- Location in Hawaii County and the state of Hawaii
- Coordinates: 19°33′39″N 155°0′45″W﻿ / ﻿19.56083°N 155.01250°W
- Country: United States
- State: Hawaii
- County: Hawaii

Area
- • Total: 9.71 sq mi (25.14 km^{2})
- • Land: 9.71 sq mi (25.14 km^{2})
- • Water: 0 sq mi (0.00 km^{2})
- Elevation: 518 ft (158 m)

Population (2020)
- • Total: 3,165
- • Density: 326.1/sq mi (125.89/km^{2})
- Time zone: UTC-10 (Hawaii-Aleutian)
- Area code: 808
- FIPS code: 15-58775
- GNIS feature ID: 1852582

= Orchidlands Estates, Hawaii =

Census-designated place in Hawaii, U.S.

Orchidlands Estates (also known as Orchidland or Orchid Land Estates) is a census-designated place (CDP) in Hawaiʻi County, Hawaiʻi, United States located in the District of Puna. As of the 2020 census, Orchidlands Estates had a population of 3,165.
==Geography==
Orchidlands Estates is located on the east side of the island of Hawaii at (19.560858, -155.012566). It is bordered to the northeast by Hawaiian Paradise Park, to the south by Ainaloa, to the southwest by Hawaiian Acres, and to the northwest by Kurtistown.

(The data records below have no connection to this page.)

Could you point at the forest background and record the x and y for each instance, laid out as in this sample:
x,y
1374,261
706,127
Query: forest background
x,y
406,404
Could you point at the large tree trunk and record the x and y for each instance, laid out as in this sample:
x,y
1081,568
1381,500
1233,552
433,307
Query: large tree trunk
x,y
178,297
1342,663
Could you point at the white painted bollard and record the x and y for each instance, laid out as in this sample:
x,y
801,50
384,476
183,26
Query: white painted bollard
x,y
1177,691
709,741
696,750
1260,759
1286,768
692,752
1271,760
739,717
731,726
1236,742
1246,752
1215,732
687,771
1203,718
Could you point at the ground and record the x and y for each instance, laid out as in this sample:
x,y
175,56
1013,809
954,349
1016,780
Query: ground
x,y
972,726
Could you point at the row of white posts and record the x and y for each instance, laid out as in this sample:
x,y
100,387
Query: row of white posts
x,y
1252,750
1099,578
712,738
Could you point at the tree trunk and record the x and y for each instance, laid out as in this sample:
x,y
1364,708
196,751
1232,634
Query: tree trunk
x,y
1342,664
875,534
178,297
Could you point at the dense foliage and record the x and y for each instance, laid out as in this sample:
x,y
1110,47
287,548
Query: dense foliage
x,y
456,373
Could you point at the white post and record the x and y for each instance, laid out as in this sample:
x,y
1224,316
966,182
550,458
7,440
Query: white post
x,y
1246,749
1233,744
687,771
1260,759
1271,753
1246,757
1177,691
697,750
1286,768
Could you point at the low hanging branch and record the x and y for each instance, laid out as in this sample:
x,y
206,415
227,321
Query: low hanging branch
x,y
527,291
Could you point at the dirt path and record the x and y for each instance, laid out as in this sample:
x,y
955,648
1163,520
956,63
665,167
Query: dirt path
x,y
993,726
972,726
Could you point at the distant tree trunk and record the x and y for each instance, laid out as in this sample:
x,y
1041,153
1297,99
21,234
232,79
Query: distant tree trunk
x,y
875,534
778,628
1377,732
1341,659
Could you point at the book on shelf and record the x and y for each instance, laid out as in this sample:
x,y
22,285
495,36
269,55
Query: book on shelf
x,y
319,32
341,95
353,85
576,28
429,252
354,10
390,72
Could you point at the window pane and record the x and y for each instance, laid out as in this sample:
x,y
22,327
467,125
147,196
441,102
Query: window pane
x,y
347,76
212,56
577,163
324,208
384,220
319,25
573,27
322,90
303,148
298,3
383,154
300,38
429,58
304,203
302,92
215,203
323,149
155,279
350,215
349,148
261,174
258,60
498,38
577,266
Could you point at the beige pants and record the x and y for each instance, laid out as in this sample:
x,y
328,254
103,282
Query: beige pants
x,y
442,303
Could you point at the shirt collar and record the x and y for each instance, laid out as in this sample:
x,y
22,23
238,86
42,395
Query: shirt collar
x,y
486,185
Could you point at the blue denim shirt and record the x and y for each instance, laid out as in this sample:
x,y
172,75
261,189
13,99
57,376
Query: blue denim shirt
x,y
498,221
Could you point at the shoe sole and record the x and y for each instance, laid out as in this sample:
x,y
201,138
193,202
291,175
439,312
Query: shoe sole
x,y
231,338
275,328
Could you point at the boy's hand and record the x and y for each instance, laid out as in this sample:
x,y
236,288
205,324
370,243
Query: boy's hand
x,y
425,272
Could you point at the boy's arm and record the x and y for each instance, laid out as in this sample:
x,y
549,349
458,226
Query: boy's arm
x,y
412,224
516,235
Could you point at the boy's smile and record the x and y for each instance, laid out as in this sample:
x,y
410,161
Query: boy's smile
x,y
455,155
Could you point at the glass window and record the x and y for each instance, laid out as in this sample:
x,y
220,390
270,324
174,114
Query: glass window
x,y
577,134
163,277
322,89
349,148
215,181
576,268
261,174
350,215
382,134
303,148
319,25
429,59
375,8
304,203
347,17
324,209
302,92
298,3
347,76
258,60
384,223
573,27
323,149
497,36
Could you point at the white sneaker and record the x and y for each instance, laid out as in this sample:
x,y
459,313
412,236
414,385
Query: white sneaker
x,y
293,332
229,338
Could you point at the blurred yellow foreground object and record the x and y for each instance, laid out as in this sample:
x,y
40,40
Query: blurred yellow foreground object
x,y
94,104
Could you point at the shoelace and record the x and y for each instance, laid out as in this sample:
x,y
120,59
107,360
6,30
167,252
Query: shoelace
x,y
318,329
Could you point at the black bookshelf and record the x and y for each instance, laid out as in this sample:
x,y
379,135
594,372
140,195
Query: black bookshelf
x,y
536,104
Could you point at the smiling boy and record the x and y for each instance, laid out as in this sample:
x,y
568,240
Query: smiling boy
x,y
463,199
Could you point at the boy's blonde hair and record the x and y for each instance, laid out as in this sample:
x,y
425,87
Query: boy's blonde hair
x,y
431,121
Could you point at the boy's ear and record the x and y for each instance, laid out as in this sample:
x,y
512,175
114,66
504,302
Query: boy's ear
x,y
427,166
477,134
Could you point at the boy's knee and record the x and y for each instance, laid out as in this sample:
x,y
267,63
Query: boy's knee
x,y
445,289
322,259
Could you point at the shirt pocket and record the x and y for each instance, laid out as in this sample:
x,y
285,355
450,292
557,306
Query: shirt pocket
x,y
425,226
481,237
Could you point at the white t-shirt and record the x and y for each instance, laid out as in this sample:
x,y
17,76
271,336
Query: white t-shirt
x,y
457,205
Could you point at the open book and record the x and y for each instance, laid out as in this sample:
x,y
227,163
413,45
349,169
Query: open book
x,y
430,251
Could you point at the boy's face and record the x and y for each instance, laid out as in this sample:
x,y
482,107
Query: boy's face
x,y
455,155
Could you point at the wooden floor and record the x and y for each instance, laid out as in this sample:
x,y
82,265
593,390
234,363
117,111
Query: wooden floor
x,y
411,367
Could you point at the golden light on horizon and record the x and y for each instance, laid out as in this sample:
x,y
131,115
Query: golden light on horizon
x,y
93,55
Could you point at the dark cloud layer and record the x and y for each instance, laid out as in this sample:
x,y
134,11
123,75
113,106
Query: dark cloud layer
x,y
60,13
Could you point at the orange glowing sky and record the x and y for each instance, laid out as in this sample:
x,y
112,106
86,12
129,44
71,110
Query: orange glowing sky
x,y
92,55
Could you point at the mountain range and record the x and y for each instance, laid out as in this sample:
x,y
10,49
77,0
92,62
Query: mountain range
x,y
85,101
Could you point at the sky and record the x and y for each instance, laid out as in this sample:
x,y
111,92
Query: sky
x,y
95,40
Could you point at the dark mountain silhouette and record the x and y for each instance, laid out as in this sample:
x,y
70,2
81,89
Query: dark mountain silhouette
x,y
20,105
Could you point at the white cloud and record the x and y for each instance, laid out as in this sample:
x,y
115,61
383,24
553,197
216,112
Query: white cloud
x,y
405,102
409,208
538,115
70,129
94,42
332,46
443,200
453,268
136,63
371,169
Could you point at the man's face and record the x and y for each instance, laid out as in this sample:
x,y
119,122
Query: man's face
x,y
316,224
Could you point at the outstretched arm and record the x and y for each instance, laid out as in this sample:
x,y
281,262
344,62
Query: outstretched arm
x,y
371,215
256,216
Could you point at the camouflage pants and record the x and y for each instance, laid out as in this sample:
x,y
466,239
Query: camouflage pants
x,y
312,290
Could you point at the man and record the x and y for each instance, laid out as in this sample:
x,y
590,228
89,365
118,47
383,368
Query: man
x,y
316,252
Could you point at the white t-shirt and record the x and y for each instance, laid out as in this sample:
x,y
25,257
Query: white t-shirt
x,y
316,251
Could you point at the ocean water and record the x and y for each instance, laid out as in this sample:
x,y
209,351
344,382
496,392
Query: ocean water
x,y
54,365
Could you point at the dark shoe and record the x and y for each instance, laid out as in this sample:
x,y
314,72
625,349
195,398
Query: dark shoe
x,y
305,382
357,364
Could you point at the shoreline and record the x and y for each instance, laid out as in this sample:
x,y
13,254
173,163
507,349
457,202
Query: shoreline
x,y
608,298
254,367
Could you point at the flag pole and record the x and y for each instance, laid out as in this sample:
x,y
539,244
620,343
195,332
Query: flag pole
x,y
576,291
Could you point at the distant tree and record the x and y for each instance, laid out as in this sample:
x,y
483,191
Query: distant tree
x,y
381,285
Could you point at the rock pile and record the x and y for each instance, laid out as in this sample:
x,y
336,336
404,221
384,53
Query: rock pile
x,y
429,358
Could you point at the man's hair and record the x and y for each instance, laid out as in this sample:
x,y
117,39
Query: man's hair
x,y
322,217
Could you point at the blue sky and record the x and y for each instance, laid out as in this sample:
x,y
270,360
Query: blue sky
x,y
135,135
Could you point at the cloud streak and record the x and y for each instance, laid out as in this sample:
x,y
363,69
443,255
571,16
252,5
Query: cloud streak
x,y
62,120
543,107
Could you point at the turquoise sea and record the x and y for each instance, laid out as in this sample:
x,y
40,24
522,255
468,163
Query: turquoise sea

It is 14 mi south of Hilo.

According to the United States Census Bureau, the CDP has a total area of 25.1 km2, all of it land.

==Demographics==

Historical population
| Census | Pop. | Note | %± |
| 2020 | 3,165 |  | — |
U.S. Decennial Census

===2020 census===
As of the 2020 census, Orchidlands Estates had a population of 3,165. The median age was 44.5 years. 19.6% of residents were under the age of 18 and 19.3% of residents were 65 years of age or older. For every 100 females there were 103.9 males, and for every 100 females age 18 and over there were 104.0 males age 18 and over.

0.0% of residents lived in urban areas, while 100.0% lived in rural areas.

There were 1,178 households in Orchidlands Estates, of which 30.6% had children under the age of 18 living in them. Of all households, 48.5% were married-couple households, 24.4% were households with a male householder and no spouse or partner present, and 18.6% were households with a female householder and no spouse or partner present. About 24.5% of all households were made up of individuals and 11.6% had someone living alone who was 65 years of age or older.

There were 1,264 housing units, of which 6.8% were vacant. The homeowner vacancy rate was 0.6% and the rental vacancy rate was 7.6%.

Racial composition as of the 2020 census
| Race | Number | Percent |
|---|---|---|
| White | 1,087 | 34.3% |
| Black or African American | 22 | 0.7% |
| American Indian and Alaska Native | 17 | 0.5% |
| Asian | 677 | 21.4% |
| Native Hawaiian and Other Pacific Islander | 379 | 12.0% |
| Some other race | 55 | 1.7% |
| Two or more races | 928 | 29.3% |
| Hispanic or Latino (of any race) | 361 | 11.4% |

===2010 census===
As of the census of 2010, there were 2,815 people in 1,011 households residing in the CDP. The population density was 296.3 PD/sqmi. There were 1,139 housing units at an average density of 119.9 /sqmi. The racial makeup of the CDP was 32.01% White, 0.82% African American, 0.64% American Indian & Alaska Native, 21.74% Asian, 10.98% Native Hawaiian & Pacific Islander, 1.74% from other races, and 32.08% from two or more races. Hispanic or Latino of any race were 14.67% of the population.

There were 1,011 households, out of which 28.0% had children under the age of 18 living with them. The average household size was 2.78.

In the Orchidlands Estates CDP the population was spread out, with 25.2% under the age of 18, 10.1% from 18 to 24, 13.2% from 25 to 34, 18.3% from 35 to 49, 24.3% from 50 to 64, and 8.9% who were 65 years of age or older. For every 100 females, there were 104.1 males. For every 100 males there were 96.0 females.

===2000 census===
The median income for a household in the CDP at the 2000 census was $27,083, and the median income for a family in 2000 was $31,290. Males had a median income of $32,045 in 2000 versus $24,188 for females. The per capita income for the CDP in 2000 was $13,748. About 24.1% of families and 27.6% of the population were below the poverty line in 2000, including 38.8% of those under age 18 and 18.9% of those age 65 or over.